Aims Recent clinical trials have shown promising results with drugs targeting the hepatocyte growth factor receptor (c-Met) for advanced non-small cell lung cancers overexpressing c-Met. We assessed reflex testing of c-Met immunohistochemistry (IHC) at diagnosis for NSCLC in the real-world.

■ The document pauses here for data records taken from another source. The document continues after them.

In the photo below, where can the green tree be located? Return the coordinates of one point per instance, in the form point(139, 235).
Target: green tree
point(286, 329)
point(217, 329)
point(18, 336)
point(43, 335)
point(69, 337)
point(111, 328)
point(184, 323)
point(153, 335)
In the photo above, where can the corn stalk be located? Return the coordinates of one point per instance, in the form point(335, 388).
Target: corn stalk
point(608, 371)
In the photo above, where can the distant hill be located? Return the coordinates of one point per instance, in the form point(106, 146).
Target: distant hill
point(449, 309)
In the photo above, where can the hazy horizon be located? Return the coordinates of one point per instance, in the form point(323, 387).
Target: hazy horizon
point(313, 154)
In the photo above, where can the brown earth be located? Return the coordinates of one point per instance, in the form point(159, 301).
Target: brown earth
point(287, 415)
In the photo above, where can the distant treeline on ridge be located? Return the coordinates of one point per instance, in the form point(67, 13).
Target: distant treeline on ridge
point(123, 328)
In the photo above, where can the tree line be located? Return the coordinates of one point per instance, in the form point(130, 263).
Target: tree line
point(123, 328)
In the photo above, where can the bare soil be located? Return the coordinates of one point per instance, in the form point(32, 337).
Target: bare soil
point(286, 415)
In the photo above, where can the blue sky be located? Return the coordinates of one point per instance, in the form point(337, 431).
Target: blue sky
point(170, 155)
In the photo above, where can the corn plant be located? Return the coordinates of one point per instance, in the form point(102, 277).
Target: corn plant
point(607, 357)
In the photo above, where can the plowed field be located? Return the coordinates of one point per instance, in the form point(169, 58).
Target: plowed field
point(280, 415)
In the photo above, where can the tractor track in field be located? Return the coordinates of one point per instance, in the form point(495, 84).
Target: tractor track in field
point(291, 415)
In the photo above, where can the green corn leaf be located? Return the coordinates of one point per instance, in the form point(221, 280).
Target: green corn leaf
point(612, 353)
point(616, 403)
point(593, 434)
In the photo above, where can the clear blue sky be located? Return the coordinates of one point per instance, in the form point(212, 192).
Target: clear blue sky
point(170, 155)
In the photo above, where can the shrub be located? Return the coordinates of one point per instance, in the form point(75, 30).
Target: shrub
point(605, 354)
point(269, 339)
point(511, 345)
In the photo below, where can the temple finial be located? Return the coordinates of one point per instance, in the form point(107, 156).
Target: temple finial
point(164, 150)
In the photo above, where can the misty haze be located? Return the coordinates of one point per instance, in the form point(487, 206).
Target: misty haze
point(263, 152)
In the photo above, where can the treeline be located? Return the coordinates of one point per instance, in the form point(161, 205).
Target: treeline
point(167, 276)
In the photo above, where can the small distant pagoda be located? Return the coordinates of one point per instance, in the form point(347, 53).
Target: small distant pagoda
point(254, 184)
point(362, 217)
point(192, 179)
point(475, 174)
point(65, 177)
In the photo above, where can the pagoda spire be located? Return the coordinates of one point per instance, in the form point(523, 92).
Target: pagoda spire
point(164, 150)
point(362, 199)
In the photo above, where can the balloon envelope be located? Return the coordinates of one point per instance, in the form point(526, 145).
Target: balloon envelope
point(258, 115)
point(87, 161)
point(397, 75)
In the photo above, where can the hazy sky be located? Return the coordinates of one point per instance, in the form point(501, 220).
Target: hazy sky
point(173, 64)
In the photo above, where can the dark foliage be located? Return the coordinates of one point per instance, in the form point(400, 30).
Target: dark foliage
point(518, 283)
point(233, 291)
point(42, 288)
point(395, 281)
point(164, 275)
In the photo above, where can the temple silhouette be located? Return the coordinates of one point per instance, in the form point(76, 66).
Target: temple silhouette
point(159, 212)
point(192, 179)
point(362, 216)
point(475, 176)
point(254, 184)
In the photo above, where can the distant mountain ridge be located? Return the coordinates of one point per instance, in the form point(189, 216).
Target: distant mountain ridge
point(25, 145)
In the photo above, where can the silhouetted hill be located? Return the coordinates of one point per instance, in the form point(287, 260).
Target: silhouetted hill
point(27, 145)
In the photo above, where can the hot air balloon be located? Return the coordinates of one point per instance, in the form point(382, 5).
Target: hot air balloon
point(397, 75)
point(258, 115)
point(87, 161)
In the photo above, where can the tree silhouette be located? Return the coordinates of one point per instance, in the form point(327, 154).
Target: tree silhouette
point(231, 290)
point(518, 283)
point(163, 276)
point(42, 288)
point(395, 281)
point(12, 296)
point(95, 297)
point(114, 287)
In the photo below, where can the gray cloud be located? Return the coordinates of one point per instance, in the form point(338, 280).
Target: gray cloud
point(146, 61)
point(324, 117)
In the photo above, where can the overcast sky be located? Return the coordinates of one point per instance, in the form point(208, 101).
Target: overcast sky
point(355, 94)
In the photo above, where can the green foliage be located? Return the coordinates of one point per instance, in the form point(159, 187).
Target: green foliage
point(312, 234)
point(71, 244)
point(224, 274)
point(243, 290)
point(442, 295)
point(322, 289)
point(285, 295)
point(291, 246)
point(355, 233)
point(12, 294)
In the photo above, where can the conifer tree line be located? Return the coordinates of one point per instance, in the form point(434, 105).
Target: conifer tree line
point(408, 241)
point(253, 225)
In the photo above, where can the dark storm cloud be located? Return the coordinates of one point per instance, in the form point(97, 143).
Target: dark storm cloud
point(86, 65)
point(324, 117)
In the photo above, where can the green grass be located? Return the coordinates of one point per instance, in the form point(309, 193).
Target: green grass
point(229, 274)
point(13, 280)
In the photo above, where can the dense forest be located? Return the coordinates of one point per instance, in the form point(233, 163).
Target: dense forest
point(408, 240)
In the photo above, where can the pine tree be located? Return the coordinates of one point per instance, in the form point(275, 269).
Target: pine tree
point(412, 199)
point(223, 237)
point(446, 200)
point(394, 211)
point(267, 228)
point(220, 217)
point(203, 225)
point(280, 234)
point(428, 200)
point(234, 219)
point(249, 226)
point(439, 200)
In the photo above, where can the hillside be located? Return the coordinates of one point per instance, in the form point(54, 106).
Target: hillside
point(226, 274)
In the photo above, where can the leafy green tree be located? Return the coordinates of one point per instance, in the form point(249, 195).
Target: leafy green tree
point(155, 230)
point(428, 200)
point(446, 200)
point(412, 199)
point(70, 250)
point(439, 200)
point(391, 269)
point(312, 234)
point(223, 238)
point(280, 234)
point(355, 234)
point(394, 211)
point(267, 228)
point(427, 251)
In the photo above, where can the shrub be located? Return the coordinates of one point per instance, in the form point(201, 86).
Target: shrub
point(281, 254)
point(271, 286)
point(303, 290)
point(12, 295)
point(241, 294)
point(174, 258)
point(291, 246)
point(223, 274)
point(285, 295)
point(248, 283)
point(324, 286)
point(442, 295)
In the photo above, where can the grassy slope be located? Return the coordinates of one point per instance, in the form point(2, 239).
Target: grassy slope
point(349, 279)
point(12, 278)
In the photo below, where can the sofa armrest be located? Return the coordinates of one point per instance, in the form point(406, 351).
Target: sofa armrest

Methods We retrospectively collected clinical, pathological and molecular data of cases diagnosed with NSCLC in our institution from January 2021 to June 2023. We performed c-Met IHC (SP44 clone) and scored the expression using a H-score and a three-tier classification.

Results 391 cases with interpretable c-Met IHC staining were included. The median age at diagnosis was 70 years (range 25–89 years) including 234 males (male/female ratio 1:5). 58% of the samples came from surgical resections, 35% from biopsies and 8% from cytological procedures. 52% of cases were classified as c-Met-positive (H-score≥150) and 19% were classified as c-Methigh (≥50%, 3+). 43% of the c-Metneg presented with lymph node and/or visceral metastases at diagnosis vs 55% for c-Methigh (p=0.042). 23% of the adenocarcinomas showed c-Methigh expression vs 3% for squamous cell carcinomas (p=0.004). 27% of the c-Metneg cases had a high PD-L1 expression vs 58% of c-Methigh cases (p<0.001). MET ex14 skipping was present in 8% of the c-Methigh cases.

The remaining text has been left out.